尚、都市名と企業名の混同を避ける為に、日立市民は日立製作所を日製(にっせい)と呼び、都市名を日立(ひたち)と呼んで区別する。
[編集] 地理
関東平野が久慈川(日立市と東海村の境界)で北端となるため、東側の太平洋と西側の多賀山地に挟まれ、南北に細長く可住地が伸びている。可住地の多くは、日立製作所及びその関連企業の施設が占めているため、山間地を切り開いて造成した住宅地が多い。
可住地は大半が海岸段丘と扇状地であるため、水の便が悪い所が多い。河川も河口付近まで谷になっているものが多い。昔は、沢の上流からかけどいと呼ばれる水道橋を作って用水を確保していた地域もある。又、扇状地の末端部分では泉が森のように地下水が湧き出し泉となっているところもある。
南北に大きく伸びた海岸線を持つことから、市内には6箇所の海水浴場を持つ。名勝として、玉簾の滝(たまだれのたき)や諏訪梅林(すわばいりん)などがある。市内各地に桜の木が多く見られ、「日本さくら名所100選」にも選ばれている(かみね公園・平和通り)。
市北西部の日立鉱山には1914年に煙害対策として高さ155.7mの大煙突(だいえんとつ)が建てられ、工業都市日立のシンボルとして長く親しまれた。これをモデルにした小説として、新田次郎の「ある街の高い煙突」がある。この大煙突は、1993年2月19日、この日に吹いた強風と老朽化の影響で突如倒壊し、現在は高さ54mとなっている。
総じて、常磐線の駅を目安に各地区が形成されており、大甕(おおみか)・多賀(たが)・助川(すけがわ)・小木津(おぎつ)・十王(じゅうおう)の国道6号沿線と、中里(なかざと)の国道349号沿線に分けられる。中里地区は、同じ国道349号沿線の常陸太田市との関係が深い。
戦後の一時期、県庁所在地の水戸市を人口で上回っていたことがある。しかし近年は日立製作所グループの再編成などによって人口が減少し、十王町との合併にも関わらず20万人を割った。つくば市に抜かれ、現在は県内3位となっている。
- 川:久慈川
[編集] 歴史
- 鹿野場遺跡、六ツヶ塚遺跡などから約3万年前の石器が出土しており、この地域には当時から人が定住していたと考えられている。

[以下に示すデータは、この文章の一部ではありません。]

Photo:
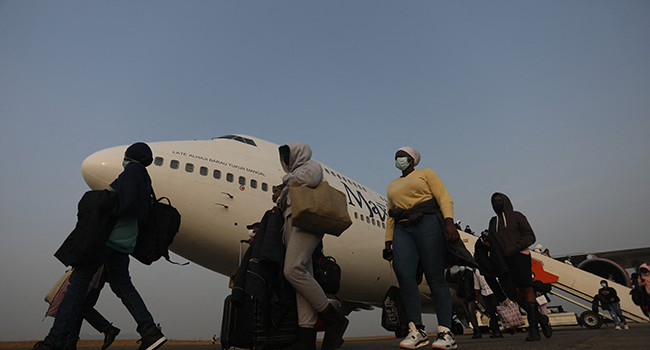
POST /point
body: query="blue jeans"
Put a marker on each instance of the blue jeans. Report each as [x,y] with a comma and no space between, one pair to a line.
[616,313]
[425,243]
[117,265]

- 日立が初めて文献に登場するのは、「常陸国風土記」である。
- 中世には佐竹氏らの支配を受けるが、江戸以降は水戸藩領となる。
- 1695年旧9月 徳川光圀が神峰神社に参拝した時、海上から朝日の昇る様子を「朝日の立ち上る様は領内随一」として、一帯を日立と命名した。

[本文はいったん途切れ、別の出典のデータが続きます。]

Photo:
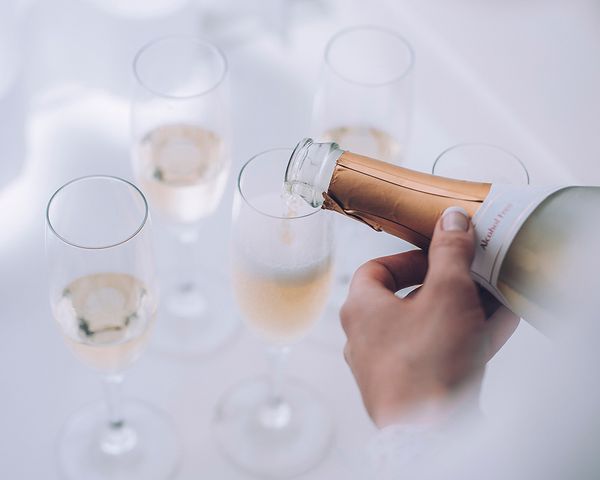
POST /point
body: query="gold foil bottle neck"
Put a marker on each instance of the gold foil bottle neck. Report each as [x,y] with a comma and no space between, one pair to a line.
[399,201]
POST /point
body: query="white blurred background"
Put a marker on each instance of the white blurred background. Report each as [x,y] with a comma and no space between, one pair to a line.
[521,74]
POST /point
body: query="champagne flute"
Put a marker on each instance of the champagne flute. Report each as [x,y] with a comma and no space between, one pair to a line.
[104,297]
[363,102]
[180,125]
[281,264]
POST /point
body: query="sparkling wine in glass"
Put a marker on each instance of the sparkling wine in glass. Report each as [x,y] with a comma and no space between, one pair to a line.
[104,299]
[363,103]
[281,262]
[181,159]
[364,98]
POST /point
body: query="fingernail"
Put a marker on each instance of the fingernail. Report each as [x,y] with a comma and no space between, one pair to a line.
[455,219]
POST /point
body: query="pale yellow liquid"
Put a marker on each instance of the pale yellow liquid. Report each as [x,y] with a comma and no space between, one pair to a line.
[182,169]
[106,319]
[281,306]
[367,141]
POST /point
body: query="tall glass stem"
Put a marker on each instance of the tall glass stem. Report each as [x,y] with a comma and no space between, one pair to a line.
[118,437]
[276,413]
[186,299]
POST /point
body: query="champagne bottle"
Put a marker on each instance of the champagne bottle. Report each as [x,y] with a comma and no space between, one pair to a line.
[534,248]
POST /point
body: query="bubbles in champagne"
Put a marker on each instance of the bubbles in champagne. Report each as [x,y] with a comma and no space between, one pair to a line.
[368,141]
[105,318]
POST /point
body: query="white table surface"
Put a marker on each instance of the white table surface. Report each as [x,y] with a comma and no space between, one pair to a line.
[520,74]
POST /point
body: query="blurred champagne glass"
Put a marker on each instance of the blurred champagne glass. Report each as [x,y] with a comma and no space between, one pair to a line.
[364,98]
[281,262]
[104,297]
[181,158]
[363,103]
[481,162]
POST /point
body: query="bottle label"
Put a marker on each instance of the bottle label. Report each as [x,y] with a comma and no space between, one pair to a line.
[496,224]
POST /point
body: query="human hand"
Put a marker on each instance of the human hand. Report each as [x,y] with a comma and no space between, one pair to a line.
[422,355]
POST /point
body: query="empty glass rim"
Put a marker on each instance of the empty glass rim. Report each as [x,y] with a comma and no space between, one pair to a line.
[250,204]
[485,145]
[377,28]
[97,177]
[190,38]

- 1897年2月25日 日本鉄道大甕駅と下孫駅(現常陸多賀駅)、助川駅(現日立駅)、川尻駅(現十王駅)が開業。
- 1905年 久原房之助による日立鉱山の開発に伴い鉱山町として発展を始め、その従業員であった小平浪平が設立した日立製作所の規模拡大によって工業都市へと発展した。

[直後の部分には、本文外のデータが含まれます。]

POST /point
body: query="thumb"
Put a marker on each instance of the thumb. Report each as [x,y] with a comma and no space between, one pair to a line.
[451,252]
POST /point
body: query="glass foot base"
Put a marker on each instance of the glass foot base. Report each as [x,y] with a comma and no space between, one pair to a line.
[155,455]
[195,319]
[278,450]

- 1914年12月 日立鉱山から排出される煙害対策として、大煙突が完成。
- 1928年12月27日 常北電気鉄道(後の日立電鉄)が大甕~久慈(現久慈浜駅)間を開業。
- 1929年7月3日 常北電気鉄道が久慈(現久慈浜)~常北太田駅間を開業。
- 1939年9月1日 多賀郡の日立町と助川町が合併し、日立市となった。(県内2番目)
- 1945年:艦砲射撃(7月17日)と日立空襲(6月10日と7月19日の2度)で被災。その被災規模は北関東でも上位であった。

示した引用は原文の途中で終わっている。